Page:Kirby - Le chien d'or, tome II, trad LeMay, 1884.djvu/176

Cette page a été validée par deux contributeurs.
176
le chien d’or

Menut. Il avait souri, quand les convives avaient parlé d’elle comme de la future maîtresse du château. Le château ! il venait de s’évanouir dans les flots de mélodie qui montaient vers la voûte sainte !… il venait de s’évanouir avec l’ange mortel qui dormait son dernier sommeil, dans sa robe blanche ensanglantée, sous les dalles froides de la chambre secrète !…

Elle oubliait tout, dans ce concert divin de la charité et de la foi ; mais elle ne se repentait point !

Des pensées plus futiles encore suivirent. Elle s’imagina être dans ce banc superbe, parée de la plus riche toilette, les cheveux arrangés d’une façon adorable… Tout le monde se détournerait de l’autel pour la regarder, pour l’admirer ou la jalouser.

Mais cela arriverait-il ?… Et quand ?… Elle avait perdu son âme pour gagner le monde… Ne perdrait-elle pas et le monde et son âme ?…

XV.

Bigot n’était pas dans son banc.
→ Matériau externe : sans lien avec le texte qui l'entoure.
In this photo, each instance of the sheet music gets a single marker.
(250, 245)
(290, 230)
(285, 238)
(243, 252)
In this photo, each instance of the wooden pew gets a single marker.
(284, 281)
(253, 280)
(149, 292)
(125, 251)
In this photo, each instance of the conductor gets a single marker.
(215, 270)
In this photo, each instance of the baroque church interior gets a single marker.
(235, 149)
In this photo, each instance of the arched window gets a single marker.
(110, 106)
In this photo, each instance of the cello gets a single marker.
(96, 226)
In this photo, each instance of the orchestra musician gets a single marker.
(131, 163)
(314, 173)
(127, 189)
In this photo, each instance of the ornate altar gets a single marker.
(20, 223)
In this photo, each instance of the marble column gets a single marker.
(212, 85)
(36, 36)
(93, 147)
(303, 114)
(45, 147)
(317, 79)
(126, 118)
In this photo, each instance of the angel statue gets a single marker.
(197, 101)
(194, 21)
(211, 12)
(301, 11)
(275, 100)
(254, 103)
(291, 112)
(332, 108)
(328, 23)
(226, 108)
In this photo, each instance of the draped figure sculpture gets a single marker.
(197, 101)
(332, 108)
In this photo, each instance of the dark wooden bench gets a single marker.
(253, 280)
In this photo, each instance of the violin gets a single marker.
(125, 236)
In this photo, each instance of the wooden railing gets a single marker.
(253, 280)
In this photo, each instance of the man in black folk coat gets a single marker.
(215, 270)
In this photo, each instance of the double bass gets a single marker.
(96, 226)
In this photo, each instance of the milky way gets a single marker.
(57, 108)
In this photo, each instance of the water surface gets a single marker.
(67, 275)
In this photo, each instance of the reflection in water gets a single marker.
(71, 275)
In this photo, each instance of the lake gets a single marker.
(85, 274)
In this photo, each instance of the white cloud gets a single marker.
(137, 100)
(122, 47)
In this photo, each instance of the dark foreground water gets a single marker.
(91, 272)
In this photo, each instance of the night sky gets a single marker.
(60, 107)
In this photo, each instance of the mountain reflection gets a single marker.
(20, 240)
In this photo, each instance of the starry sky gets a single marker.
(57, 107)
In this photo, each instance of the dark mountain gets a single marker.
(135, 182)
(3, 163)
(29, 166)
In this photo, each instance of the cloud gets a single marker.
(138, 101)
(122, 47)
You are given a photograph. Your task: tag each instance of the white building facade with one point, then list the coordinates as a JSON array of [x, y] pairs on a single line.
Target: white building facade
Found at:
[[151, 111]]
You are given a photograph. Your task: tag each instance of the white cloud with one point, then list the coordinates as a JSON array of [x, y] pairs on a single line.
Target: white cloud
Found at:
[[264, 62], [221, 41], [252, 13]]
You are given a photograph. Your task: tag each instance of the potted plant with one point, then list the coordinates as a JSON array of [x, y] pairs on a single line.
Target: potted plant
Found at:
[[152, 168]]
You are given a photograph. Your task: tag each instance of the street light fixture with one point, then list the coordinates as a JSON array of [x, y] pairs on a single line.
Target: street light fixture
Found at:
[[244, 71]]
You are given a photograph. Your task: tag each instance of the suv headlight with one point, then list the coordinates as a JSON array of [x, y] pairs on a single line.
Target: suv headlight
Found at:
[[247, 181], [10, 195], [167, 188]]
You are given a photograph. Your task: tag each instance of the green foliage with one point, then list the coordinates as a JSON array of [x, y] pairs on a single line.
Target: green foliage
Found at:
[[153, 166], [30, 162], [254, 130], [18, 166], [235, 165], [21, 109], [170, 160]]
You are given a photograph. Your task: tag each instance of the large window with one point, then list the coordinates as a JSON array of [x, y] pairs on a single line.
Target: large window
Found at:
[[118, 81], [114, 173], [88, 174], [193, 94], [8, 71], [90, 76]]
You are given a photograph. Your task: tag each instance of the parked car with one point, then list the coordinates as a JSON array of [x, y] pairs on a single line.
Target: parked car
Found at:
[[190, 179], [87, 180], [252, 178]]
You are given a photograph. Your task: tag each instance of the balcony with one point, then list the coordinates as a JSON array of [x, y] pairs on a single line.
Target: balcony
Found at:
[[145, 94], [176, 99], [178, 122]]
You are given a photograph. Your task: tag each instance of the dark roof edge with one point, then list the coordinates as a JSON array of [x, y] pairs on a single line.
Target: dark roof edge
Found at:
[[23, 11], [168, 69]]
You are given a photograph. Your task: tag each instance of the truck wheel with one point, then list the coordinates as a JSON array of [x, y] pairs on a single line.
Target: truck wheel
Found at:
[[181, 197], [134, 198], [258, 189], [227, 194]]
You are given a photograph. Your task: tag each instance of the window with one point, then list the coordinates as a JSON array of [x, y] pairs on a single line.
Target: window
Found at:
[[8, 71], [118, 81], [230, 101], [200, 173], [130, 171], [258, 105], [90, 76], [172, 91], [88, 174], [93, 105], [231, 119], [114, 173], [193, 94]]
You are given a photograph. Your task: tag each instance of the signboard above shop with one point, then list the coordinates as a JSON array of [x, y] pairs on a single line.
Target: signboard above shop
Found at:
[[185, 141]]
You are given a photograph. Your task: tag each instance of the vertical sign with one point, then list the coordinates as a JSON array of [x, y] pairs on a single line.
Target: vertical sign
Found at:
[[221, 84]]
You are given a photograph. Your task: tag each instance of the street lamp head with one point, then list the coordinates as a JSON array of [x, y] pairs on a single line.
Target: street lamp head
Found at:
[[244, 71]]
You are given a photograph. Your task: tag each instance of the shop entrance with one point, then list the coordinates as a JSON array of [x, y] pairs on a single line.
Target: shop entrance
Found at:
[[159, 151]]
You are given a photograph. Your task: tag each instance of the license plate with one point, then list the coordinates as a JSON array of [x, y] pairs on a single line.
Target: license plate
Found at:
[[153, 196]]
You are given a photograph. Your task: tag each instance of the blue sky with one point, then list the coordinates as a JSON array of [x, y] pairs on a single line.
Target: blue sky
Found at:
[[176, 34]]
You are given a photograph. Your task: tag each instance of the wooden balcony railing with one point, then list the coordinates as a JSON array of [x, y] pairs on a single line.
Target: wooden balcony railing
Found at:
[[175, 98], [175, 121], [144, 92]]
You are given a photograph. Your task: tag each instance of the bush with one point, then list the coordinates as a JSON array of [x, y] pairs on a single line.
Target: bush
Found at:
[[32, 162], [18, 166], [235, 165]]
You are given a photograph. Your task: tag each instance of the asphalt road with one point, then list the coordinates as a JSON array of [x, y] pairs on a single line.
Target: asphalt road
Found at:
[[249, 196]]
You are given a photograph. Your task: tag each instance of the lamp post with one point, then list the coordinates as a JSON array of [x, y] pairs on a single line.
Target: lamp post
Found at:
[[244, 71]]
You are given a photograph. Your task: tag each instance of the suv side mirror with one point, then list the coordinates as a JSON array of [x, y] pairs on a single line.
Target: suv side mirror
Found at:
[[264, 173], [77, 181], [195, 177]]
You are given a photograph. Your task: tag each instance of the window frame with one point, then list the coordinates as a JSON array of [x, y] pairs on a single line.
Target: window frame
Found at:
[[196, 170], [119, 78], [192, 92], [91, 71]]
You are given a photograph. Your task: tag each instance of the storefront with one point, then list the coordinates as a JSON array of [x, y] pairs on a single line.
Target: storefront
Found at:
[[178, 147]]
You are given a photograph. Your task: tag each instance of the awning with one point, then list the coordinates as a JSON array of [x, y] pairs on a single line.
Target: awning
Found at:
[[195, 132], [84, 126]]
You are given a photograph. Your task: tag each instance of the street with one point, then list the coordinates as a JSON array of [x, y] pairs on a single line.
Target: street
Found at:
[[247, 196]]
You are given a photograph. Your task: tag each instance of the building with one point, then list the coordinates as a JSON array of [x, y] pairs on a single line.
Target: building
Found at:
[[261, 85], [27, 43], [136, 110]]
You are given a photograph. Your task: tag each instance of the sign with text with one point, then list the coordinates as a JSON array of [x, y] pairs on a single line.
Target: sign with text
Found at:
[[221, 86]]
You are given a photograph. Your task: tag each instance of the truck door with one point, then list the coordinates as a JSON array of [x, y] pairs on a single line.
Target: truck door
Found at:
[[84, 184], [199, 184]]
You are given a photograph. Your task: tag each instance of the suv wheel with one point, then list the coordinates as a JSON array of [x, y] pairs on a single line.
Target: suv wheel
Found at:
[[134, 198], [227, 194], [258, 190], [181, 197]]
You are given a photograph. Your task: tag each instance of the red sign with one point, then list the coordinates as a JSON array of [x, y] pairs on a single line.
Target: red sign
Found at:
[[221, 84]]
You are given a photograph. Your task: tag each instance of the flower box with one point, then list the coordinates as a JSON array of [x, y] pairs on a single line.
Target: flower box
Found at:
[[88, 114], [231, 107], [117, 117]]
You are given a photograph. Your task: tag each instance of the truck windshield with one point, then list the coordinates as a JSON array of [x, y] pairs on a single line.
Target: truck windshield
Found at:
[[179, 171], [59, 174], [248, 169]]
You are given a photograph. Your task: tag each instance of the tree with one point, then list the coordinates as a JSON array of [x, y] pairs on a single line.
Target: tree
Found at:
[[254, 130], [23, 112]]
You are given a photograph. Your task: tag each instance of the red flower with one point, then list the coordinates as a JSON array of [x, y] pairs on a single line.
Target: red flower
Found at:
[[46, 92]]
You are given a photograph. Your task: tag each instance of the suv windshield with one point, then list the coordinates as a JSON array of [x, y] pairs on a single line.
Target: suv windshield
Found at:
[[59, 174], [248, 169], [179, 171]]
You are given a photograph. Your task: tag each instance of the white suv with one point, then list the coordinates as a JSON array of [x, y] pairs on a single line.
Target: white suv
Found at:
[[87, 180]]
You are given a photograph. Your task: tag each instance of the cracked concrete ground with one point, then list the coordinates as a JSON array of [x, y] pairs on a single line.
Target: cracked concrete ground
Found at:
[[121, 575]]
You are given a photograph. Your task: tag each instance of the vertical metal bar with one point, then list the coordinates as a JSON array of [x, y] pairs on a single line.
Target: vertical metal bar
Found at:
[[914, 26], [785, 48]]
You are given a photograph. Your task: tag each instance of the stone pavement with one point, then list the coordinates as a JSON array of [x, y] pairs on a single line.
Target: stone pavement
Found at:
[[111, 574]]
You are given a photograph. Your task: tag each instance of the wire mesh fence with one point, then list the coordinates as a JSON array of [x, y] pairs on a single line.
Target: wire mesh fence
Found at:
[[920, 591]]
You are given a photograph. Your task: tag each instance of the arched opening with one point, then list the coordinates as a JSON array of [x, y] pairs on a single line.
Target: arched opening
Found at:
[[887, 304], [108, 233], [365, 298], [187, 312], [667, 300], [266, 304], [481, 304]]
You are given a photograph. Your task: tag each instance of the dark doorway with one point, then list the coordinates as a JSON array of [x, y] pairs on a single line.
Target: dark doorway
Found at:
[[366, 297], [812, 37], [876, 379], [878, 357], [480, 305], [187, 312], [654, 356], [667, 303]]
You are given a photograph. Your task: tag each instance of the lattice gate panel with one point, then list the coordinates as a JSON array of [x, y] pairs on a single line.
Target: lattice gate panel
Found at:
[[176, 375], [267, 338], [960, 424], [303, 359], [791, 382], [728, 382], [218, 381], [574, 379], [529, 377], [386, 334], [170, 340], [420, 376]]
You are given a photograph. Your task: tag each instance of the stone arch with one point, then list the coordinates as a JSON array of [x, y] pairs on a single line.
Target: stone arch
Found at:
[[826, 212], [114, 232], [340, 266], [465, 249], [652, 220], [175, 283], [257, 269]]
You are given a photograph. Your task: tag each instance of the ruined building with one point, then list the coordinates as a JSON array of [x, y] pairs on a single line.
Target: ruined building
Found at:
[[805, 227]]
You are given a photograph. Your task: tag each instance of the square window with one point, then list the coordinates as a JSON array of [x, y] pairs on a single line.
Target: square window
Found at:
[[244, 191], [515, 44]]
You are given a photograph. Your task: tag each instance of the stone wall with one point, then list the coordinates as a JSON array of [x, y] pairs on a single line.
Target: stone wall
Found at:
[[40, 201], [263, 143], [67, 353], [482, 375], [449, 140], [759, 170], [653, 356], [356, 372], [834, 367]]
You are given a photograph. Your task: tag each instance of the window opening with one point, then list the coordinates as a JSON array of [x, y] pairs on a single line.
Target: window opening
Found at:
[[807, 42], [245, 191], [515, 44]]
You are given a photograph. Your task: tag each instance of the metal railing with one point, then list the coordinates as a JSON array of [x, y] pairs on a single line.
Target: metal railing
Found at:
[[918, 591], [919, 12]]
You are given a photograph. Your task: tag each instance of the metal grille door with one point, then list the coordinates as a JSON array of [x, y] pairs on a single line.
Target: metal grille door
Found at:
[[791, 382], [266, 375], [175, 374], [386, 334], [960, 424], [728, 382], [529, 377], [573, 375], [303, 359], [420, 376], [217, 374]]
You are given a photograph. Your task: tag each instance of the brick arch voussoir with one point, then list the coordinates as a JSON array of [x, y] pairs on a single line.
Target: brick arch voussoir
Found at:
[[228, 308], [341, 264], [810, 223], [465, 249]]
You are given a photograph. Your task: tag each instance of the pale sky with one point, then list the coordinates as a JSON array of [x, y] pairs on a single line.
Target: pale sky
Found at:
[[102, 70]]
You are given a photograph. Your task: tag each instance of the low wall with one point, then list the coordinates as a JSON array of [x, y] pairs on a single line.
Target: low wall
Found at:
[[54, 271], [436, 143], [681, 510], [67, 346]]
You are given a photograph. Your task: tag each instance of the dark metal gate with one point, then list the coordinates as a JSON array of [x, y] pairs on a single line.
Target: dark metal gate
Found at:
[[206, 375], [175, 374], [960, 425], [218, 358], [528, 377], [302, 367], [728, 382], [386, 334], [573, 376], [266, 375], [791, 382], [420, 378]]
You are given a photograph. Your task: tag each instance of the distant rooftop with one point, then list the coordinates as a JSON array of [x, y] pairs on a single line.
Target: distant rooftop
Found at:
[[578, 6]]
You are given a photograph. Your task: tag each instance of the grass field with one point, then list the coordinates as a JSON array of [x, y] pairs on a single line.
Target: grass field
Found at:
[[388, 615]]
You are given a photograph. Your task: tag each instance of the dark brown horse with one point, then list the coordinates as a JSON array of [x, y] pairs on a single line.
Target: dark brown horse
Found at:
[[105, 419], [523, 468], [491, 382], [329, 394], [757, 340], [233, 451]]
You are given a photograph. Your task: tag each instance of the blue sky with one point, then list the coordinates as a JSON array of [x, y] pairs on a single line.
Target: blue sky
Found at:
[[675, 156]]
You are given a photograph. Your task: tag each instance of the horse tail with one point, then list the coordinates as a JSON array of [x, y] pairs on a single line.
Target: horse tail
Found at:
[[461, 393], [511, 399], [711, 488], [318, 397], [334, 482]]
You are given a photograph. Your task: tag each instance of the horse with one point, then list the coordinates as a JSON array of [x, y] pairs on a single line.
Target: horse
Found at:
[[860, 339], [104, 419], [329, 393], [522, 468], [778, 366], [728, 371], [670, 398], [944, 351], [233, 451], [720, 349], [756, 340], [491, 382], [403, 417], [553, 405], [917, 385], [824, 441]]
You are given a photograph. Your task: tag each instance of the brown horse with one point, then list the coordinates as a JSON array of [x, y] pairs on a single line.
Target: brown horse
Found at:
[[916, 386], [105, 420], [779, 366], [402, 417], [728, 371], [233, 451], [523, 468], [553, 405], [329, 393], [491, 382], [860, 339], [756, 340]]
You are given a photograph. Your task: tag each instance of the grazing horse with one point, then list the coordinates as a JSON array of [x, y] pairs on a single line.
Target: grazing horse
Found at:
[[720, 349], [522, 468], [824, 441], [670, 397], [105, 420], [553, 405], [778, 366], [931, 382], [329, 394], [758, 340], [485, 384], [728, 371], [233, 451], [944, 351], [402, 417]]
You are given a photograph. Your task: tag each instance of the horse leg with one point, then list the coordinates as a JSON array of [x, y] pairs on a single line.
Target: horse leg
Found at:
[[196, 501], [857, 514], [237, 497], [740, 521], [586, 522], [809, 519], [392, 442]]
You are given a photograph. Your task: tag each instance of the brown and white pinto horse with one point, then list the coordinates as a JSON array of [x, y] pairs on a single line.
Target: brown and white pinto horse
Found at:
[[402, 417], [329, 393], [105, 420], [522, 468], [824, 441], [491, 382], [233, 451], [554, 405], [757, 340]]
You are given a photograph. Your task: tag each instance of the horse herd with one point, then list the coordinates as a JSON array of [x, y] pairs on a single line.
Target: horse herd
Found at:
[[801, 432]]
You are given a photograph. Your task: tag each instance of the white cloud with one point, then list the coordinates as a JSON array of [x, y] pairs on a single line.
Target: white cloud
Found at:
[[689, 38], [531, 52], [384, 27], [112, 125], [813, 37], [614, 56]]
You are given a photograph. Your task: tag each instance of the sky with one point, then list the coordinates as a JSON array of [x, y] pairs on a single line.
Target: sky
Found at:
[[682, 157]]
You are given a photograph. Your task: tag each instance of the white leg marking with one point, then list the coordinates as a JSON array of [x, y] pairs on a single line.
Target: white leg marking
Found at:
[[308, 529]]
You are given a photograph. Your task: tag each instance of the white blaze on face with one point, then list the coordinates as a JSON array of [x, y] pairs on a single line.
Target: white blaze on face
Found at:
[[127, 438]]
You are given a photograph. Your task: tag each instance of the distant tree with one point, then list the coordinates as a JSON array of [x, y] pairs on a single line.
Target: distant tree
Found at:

L’inquiétude, les soucis, la colère, le rendaient malade et le clouaient sur son lit. Il se mettait l’esprit à la torture pour inventer une vengeance contre l’auteur de l’attentat, s’il parvenait à le découvrir, et plus il cherchait moins il trouvait. Le rocher qu’il soulevait lui retombait sur la tête…

Le gouverneur et son ami Kalm occupaient le banc royal. Kalm, bien que Luthérien, avait assez, de philosophie et d’amour de Dieu, pour se joindre volontiers à tous les hommes de bonne volonté qui prient.

Tout près d’Angélique, deux femmes vêtues de noir étaient prosternées sur le parquet ; c’étaient madame de Tilly et Amélie de Repentigny.

Elles étaient revenues à la ville immédiatement après le départ de Le Gardeur. Angélique le savait, de sorte qu’elle ne fut pas étonnée de les retrouver dans l’église.